Melihat fenomena menguatnya kembali peran dan
fungsi agama di domain publik ini, para ilmuwan sosial yang dahulu menjadi
pengusung teori sekularisasi kemudian “balik kanan” mengkritik teori ini. Peter
Berger, misalnya, yang pada 1960-an menjadi salah satu advokat teori
sekularisasi bersama Harvey Cox, Thomas Luckman, David Martin, Brian Wilson,
dll, kemudian berbalik menyerang para “pengecer” teori ini. Pada 1999, Peter
Berger mengedit sebuah buku yang menjadi “titik balik” pandangannya:
Desecularization of the World: Resurgent Religion and World Politics.

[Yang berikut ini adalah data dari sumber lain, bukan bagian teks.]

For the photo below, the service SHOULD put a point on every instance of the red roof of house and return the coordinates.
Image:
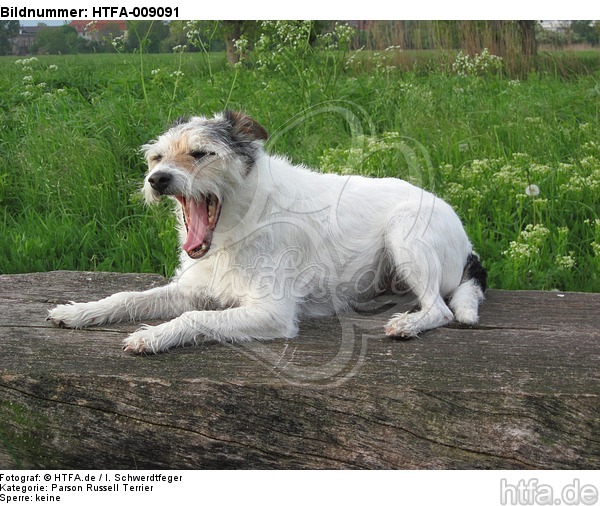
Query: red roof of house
(81, 25)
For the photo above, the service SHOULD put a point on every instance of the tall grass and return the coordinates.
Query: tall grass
(70, 170)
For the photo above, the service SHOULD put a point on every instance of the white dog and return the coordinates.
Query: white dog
(266, 243)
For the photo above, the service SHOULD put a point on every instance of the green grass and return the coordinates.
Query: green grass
(71, 127)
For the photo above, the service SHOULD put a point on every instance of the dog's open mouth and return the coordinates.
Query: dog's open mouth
(200, 217)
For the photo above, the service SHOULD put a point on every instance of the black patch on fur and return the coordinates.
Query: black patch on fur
(180, 121)
(474, 270)
(240, 137)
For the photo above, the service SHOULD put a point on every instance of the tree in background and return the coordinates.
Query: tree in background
(586, 32)
(8, 30)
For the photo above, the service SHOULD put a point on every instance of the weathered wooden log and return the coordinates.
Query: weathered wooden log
(519, 390)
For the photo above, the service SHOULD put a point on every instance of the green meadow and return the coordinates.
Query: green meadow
(518, 157)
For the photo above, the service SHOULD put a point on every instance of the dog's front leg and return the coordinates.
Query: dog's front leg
(162, 302)
(262, 321)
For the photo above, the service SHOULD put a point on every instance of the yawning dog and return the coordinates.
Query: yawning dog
(265, 243)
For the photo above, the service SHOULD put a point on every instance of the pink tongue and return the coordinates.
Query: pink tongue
(197, 225)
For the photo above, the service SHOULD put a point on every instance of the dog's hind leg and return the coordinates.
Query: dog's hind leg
(465, 300)
(162, 302)
(411, 241)
(256, 321)
(420, 270)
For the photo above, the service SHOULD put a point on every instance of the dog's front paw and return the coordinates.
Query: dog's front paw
(143, 340)
(71, 315)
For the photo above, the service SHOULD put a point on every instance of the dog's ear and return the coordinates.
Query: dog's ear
(180, 121)
(245, 126)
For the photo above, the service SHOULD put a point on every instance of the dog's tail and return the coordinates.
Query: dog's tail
(465, 300)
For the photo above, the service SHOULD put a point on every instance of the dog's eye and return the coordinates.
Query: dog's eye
(200, 154)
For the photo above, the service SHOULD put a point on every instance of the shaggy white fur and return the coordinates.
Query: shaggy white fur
(266, 243)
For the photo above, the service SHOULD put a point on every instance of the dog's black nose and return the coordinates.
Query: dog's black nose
(160, 181)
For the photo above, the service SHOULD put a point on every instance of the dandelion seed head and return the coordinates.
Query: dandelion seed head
(532, 190)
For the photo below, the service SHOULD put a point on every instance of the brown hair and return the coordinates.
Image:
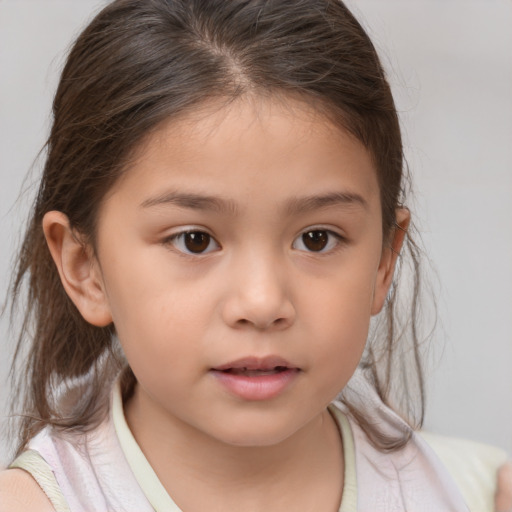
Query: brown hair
(140, 62)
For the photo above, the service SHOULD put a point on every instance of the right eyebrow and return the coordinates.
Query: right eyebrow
(192, 201)
(316, 202)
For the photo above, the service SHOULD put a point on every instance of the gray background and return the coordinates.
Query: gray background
(450, 64)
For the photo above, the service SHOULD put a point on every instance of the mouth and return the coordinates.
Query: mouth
(255, 367)
(256, 379)
(247, 372)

Dengan semangat, Berger menegaskan, “the
assumption we live in a secularized world is false…. The world today is as
furiously religious as it ever was.” Kini, Berger sedang menekuni
gerakan puritanisme agama khususnya kaum Evangelis yang menjadi salah satu
penanda tumpulnya teori sekularisasi dan revitalisasi agama tadi. Lebih lanjut,
Rodney Stark dan Roger Finke bahkan menyarankan untuk “mengubur”
doktrin-doktrin sekularisasi yang mereka anggap telah gagal dalam menyikapi
fenomena masyarakat modern.
Tanpa bermaksud mengamini pendapat Berger dan
para kritikus doktrin sekularisasi, sejak dua dasawarsa terakhir agama memang
kembali menjadi faktor penting dan identitas budaya yang paling diperhitungkan
dalam kehidupan politik. Dalam konteks sejarah Islam modern, suksesnya Imam
Khomeini dalam menumbangkan “ikon sekuler” rezim Pahlevi dalam sebuah “Revolusi
Islam Iran” tahun 1979 menjadi titik awal bangkitnya gerakan-gerakan keagamaan
yang mengusung simbol-simbol, ideologi, dan identitas keislaman. Nilai-nilai
konservatisme Shi’ah ini dilestarikan oleh para rezim politik pasca Khomeini.
Hanya mantan Presiden Khatami yang berakar pada tradisi moderat Shi’ah.
Kesuksesan Khomeini ini disusul oleh gemilangnya
pasukan Mujahidin di bawah komando Abdullah Azam (pendiri Hamas) dan para
“landlord” Afghan seperti Ahmad Sjah Massoud, Gulbuddin Hekmatyar, Abdul Rasul
Sayyaf, dll yang mampu memukul mundur “Tentara Merah” Uni Soviet dari
Afghanistan dan Pakistan Utara pada akhir tahun 1980-an. Kekalahan telak Uni
Soviet menyebabkan bercokolnya kaum Islamis impor dari Arab di negera yang
mendapat sebutan “jalan raya penaklukan” itu. Sejak itulah Osama Bin Laden
mulai nenanamkan otoritasnya dengan menjadikan Taliban dan Mullah Omar sebagai
“pion”-nya. Kemenangan tentara Mujahidin ini memberi inspirasi munculnya sayap
“Islam garis keras” yang membentang dari Mesir sampai Philipina Selatan, dari
Saudi Arabia sampai Indonesia.
Gerakan “Islam politik” juga kembali mendapatkan
momentum signifikan di Turki, negara yang menjadi “ikon sekularisme” dunia
Islam, setelah Justice and Development Party (dikenal dengan AKP) berhasil
dengan gemilang meyakinkan “publik sekuler” Turki sejak akhir 1990-an/awal
2000-an, dan berturut-turut dalam setiap pemilu mampu menjungkalkan rezim
Kemalis-Sekuler-Nasionalis yang sejak pendirian negara Turki modern tahun 1923
menjadi “the ruling blocs” (untuk meminjam istilah Gramsci) di negeri itu.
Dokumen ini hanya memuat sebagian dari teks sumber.